Нина Ивановна, художник, Ирочка, перевесившись на перилах, вглядываются в ночь.
Некоторое время спустя слышится приближающийся рев мотора, катер глухо стукается бортом о причал. Высовывается, тревожно оглядываясь по сторонам голова Кончинского.
— Посторонних нет, Нина? Помоги… тяже… лая…
Над бортом дебаркадера появляется мокрая головка девушки. Ее, осторожно поддерживая, выводят на палубу Юра и Кончинский. Мокрое платье прилипло к телу, девушка идет босиком, в руках крепко зажаты туфельки. Девушка ни на кого не смотрит и вся мелко дрожит, изредка с ужасом оглядываясь на реку.
Нина Ивановна осторожно, точно боясь, что девушка упадет на палубу, берет ее за плечи и тихонько уводит в кабинет.
— Пойдем, пойдем, милая, хорошая моя, красавица наша… пойдем…
Кончинский глядит, пока они не скрываются за дверью, и шепчет:
— Смотрю, вроде у главного пролета, как раз над знаком, остановился кто-то и смотрит, смотрит вниз… И я за ним смотрю… А он вдруг перелезать начал через перила… Встал на перила… закачался… и точно ветром сдуло… Летел, наверное, минуту целую… и тихо… Я как заору вам — и в катер…
Боцман тоже шепотом:
— Я его крик услышал, сам не помню, как в катере очутился… Идем мы на полном — ни черта не видать, на воде блики пляшут эти проклятые от света… Под мост зашли, я говорю Кончине: «Сбавь ход, не гони, а то враз срежем корпусом…» Мы на малом циркулярию заложили — не видать ни хрена, как в погребе…
Кончинский перебивает:
— Вдруг вижу… вроде стоит кто-то в воде… колышком стоит, и руки над головой держит, и молчит… Даже страх напал — стоит в воде и молчит, и хоть бы знак какой подал…

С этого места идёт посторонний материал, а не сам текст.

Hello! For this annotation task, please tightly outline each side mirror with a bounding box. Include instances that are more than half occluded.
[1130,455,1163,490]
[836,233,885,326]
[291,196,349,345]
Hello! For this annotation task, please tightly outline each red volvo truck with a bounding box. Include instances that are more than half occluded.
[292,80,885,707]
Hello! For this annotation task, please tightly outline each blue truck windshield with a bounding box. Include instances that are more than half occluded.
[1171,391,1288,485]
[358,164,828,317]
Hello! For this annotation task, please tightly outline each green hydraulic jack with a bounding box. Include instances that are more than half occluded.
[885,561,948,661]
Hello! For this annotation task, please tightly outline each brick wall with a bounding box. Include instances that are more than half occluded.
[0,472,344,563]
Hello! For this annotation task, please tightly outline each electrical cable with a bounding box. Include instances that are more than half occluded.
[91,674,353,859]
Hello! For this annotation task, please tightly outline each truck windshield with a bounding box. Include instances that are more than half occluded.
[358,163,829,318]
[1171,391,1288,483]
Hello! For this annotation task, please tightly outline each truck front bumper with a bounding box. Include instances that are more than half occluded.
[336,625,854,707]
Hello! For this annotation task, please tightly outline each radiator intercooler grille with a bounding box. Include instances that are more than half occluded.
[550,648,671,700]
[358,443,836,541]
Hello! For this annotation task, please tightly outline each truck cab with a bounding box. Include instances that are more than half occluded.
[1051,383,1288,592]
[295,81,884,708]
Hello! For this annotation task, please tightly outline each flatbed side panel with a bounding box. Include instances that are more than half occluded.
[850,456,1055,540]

— Я тоже заметил. Стали мы ближе подходить — видим, девка вроде, глаза огромные и светятся как лампочки, а волосы длинные по воде плывут рядом… русалка… Вот думаю, нырнет сейчас и не вынырнет!.. Кончина шепчет мне: «Багром ее давай подтянем…» А я без багра — хвать рукой… она как крикнет… Я ее второй рукой за ноги и через борт — она у меня в руках биться… но недолго… как деревянная стала и туфли к себе все прижимает, будто отнять их хочу… да…
Мишка вдруг вскрикивает:
— Неужели она сама?! Ей же столько, сколько мне! Она же… Надо что-то делать…

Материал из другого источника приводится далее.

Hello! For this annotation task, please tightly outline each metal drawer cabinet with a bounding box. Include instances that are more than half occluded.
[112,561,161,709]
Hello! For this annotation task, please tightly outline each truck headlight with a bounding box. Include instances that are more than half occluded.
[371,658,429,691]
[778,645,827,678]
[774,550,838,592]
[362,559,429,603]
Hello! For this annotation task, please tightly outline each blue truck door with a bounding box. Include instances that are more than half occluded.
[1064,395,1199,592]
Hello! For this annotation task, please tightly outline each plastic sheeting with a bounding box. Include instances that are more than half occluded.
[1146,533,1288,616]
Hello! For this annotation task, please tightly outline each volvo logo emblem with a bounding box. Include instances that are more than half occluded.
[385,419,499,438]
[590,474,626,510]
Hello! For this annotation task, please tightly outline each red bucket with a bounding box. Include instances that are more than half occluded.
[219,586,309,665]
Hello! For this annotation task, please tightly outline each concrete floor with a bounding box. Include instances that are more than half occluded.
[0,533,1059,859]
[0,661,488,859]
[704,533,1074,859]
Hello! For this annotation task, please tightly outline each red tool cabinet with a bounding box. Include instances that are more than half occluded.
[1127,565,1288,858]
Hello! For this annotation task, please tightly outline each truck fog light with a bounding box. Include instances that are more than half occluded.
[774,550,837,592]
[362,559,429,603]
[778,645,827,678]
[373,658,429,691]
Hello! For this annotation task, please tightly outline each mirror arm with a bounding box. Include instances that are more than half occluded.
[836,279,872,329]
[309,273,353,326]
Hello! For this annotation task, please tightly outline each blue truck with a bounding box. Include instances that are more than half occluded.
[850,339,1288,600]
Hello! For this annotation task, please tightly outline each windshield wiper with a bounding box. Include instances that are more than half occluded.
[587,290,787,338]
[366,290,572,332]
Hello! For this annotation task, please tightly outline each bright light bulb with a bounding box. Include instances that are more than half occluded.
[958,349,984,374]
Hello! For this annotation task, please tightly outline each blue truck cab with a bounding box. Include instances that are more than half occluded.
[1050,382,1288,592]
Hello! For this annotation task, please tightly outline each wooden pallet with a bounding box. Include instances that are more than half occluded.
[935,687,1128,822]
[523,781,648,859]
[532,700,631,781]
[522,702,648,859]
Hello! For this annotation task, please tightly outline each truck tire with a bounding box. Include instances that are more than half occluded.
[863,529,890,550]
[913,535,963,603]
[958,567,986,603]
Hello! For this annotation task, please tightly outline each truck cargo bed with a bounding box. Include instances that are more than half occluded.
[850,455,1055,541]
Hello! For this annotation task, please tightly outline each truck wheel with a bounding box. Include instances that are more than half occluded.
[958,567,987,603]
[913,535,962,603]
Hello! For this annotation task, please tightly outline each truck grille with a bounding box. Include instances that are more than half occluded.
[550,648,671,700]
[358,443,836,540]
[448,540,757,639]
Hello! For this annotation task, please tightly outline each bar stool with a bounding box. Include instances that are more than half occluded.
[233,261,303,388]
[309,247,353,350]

— Молчи ты, салага… Сейчас самое главное — определить, в своем она или нет, понял? Или, может, у нее повреждение какое, понял? С такой высоты падать на воду — это почти как на асфальт… Хорошо хоть она плавать умеет… Врачиху дождемся — может, «скорая» нужна…

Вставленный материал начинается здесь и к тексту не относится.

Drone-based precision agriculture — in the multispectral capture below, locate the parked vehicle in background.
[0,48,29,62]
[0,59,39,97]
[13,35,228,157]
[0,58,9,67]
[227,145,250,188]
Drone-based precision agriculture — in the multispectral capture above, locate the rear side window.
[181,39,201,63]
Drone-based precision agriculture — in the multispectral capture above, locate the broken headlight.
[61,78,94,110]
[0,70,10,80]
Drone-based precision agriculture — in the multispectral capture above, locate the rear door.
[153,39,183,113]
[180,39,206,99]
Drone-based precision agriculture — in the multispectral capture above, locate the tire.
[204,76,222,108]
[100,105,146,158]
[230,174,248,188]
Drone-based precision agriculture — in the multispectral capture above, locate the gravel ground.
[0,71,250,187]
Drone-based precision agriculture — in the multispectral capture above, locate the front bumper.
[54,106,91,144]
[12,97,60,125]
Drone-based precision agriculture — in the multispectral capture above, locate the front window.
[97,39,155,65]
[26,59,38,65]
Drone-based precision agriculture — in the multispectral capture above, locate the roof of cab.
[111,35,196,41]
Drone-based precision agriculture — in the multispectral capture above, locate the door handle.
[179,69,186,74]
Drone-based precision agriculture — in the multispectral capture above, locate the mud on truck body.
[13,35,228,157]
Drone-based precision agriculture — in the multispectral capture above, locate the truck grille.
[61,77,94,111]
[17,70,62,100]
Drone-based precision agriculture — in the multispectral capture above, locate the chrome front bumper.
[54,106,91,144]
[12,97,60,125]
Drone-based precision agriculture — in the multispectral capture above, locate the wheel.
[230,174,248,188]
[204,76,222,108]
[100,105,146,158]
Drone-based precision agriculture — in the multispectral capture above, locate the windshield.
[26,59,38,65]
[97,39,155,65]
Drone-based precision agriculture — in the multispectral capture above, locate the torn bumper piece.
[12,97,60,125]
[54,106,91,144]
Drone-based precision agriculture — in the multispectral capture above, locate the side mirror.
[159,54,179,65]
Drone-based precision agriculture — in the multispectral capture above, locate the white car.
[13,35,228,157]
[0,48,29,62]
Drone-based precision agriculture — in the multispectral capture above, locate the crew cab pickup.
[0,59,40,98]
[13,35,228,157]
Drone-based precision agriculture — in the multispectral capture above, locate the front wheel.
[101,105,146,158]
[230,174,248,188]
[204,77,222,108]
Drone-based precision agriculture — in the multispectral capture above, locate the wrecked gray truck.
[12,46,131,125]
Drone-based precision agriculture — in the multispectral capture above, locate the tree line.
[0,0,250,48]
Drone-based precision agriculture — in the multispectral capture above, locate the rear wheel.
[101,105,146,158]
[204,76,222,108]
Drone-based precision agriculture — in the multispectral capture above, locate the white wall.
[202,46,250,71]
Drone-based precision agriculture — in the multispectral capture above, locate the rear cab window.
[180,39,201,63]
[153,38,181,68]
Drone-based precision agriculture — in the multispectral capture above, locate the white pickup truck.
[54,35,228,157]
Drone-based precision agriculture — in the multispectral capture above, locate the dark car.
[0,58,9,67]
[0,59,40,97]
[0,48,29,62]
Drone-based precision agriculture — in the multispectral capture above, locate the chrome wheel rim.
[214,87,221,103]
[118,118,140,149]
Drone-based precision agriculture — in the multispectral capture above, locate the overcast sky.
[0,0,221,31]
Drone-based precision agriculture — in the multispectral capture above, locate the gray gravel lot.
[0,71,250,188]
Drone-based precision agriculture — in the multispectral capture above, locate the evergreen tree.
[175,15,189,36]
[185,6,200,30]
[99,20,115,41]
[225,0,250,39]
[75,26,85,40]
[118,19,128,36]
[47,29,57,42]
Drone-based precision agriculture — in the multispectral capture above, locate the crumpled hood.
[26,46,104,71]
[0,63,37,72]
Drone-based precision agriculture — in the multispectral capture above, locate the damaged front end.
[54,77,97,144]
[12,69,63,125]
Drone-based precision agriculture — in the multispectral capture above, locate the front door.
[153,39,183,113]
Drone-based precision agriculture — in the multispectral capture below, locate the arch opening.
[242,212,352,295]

Водолаз Юра с внезапной злостью оборачивается к Мишке и Ирочке:
— Что делают, что делают… Чего вам не хватает? Что еще нужно сукиным детям? Дворцы каждому строить при рождении?! Зажрались, заучились, заотдыхались… С мостов бросаться начали, понимаешь… Жизнь им не дорога! Надоело ей, мокрохвостке! Мы за эту жизнь четыре года зубами грызлись, фашистам кадыки откусывали, а вы тину губами жрать?! На дно захотелось?! Много и без вас там лежит братишек — каждый за троих жить хотел, а ему и одной-то, не спросясь, не дали…
Кончинский обнимают Юру.
— Успокойся, браток, может, я недоглядел чего… Может, она случайно упала — посмотреть хотела на реку и кувырнулась… Что ты? Девка хорошая! Ее счастье, что на судовой ход бросилась, дура, а чуть левее — то амба! Там на дне строительный мусор… балки, рельсы… в лепешку бы…
Тихонько открывается дверь медпункта. Нина Ивановна пальцем подзывает Юру.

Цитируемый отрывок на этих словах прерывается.